Ibu tiri tersenyum lembut. Menjengkelkan. "Tidak apa-apa, Ilona. Jangan khawatir."
"Ya, itu tidak masalah." Tuan Count mendukung.
Ilona menghembuskan napas. "Ayah, tetapi Ramos— maksud saya, Putra Duke Frederick telah membelikan banyak pakaian dan perhiasan. Jika saya membeli pakaian lagi, beliau akan merasa sangat sedih. Dan kita akan … dianggap tidak menghormati pemberian putra duke," ujarnya.
Ibu tiri tersentak. Kedua tangannya mengepal kuat atas perilaku Ilona yang menghentikan niatnya. Namun, Tuan Count jauh lebih terkejut.
"Oh, iya! Benar itu, benar!" Salah satu telapak tangannya menyentuh kepala. "Ilona, terimakasih. Aku bersyukur kau mengingatkanku," ungkapnya.

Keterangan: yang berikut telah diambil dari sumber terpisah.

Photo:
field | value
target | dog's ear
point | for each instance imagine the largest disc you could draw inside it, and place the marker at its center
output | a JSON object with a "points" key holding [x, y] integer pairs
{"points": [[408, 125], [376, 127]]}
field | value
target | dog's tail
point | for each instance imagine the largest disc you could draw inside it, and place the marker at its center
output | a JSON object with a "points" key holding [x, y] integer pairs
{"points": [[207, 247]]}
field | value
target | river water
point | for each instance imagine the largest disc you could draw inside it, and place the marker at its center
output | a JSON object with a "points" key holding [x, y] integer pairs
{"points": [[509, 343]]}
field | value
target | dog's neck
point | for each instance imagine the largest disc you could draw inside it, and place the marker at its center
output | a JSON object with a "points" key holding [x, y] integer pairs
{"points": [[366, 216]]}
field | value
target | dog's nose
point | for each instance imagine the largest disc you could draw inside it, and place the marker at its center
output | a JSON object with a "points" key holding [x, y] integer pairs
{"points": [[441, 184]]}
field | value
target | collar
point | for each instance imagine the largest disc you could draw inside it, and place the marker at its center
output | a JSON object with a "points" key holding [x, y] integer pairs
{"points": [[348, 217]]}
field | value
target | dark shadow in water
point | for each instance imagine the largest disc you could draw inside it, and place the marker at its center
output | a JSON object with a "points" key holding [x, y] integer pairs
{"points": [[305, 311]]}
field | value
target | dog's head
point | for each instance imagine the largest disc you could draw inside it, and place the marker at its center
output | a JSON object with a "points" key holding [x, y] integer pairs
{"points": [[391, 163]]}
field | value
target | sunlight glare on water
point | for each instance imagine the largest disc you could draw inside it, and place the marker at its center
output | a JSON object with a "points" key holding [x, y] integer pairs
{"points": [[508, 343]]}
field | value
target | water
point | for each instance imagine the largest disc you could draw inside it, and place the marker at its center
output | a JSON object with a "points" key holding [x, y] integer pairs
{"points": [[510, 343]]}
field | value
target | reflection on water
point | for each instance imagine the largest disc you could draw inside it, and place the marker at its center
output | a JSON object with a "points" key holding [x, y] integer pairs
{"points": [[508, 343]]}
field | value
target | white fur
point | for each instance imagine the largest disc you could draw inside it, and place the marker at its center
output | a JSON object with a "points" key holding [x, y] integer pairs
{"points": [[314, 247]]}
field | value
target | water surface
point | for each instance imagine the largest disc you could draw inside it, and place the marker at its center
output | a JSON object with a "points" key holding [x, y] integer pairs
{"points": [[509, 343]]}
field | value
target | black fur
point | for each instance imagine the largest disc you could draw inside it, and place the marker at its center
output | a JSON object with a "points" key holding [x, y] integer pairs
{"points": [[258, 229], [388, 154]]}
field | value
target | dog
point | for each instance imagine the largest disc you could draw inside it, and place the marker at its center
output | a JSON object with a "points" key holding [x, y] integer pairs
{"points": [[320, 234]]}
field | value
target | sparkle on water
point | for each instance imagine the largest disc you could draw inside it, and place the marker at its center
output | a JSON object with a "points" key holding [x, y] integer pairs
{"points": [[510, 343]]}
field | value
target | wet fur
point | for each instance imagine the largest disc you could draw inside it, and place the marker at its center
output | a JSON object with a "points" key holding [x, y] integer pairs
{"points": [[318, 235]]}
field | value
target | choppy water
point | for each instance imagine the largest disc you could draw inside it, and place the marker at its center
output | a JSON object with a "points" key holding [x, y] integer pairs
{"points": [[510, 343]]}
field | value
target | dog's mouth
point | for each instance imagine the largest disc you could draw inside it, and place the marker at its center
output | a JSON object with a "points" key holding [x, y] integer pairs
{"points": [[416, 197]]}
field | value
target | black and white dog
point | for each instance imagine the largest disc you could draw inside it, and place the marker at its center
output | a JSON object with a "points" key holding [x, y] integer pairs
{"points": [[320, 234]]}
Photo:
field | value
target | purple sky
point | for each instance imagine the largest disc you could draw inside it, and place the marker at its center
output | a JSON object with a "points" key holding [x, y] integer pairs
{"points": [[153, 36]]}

Ilona tersenyum. "Sama-sama, Ayah." Kemudian diberikannya salam anggunnya. "Kalau begitu, saya permisi untuk masuk ke dalam kamar."
Tuan Count mengangguk. Sebuah lampu hijau bagi Ilona untuk langsung berjalan meninggalkan ibu tiri yang sudah siap menerima kemarahan Tuan Count.
Di kamarnya, Ilona langsung menutup pintu. Menghembuskan napas kasar seraya mengusap wajahnya.
Ia berjalan menuju meja rias. Duduk di kursi yang menghadap ke arah kaca berukuran sedang itu. Memantulkan bagaimana perawakan sang tokoh utama yang luar biasa cantik.
"Pantas saja seluruh saudari-saudari ku iri. Mungkin juga bangsawan perempuan di wilayah kerajaan merasakan hal yang sama." Ilona tersenyum hambar.
Dia menikmati wajah cantik yang cermin pantulkan. Rambut perak bergelombangnya sungguh indah. Bahkan Ilona sendiri tak dapat berpaling akan keindahan itu.
"Suaraku ini sangat indah … merdu. Pantas saja, meski kelakuanku berbeda, semua orang tetap mempercayaiku. Karena wajah ini sungguh polos dan lugu … suara lembut tak bersalah …." Kedua tangan Ilona merengkuh wajahnya. Jemari-jemarinya meraba-raba seluruh fitur indah yang dimiliki. Mempesona, cantik. Ilona akan mendapatkan segalanya dengan wajah ini. Ya, kehidupan yang ia mau.
"Bahkan putra mahkota sekalipun …."
Ilona mengepalkan salah satu tangan. Menyentaknya keras ke meja hingga membuat beberapa benda terjatuh ke lantai.
Berlama-lama di dunia ini, semakin membuatnya terus frustasi. Tidak bisa, Ilona selalu menampilkan raut wajahnya yang lembut. Bahkan meski kini ia marah, wajahnya tetap begitu lembut.
Ilona membencinya. Orang yang melihat pasti tak akan pernah tahu bahwa dirinya tengah marah. "Wajah ini … wajah ini terlalu lugu." Ilona menggeram.
[Bagaimana selanjutnya? Apa yang harus kulakukan? Apakah semuanya akan datang dengan sendirinya? Apa aku di sini, lalu Ramos di tempatnya, dan putra mahkota di kerajaannya?]
Ilona bingung. Semuanya tak bisa jika hanya terus berada di tempat masing-masing. Ia sama sekali tak sudi harus tinggal di sini. Terkurung dengan keluarga yang tak disukainya.
Bahkan meski mereka tak akan macam-macam pada Ilona, ia tetap tidak mau. Di sini terlalu … penuh kepalsuan.
Seharusnya Ilona tetap berada di kerajaan. Atau setidaknya ikut Ramos ke kediamannya. Lelaki itu sudah hampir luluh pada Ilona. Ia bisa memanfaatkan Ramos, tak peduli bagaimana nanti para bangsawan akan membicaraka kelancangan Ilona.
"Aku tidak mau di sini." Ilona menatap wajahnya. Hal yang selalu membuat dirinya muak, meski menyukai keindahan itu. Ujung bibirnya terangkat hingga membentuk senyuman miris.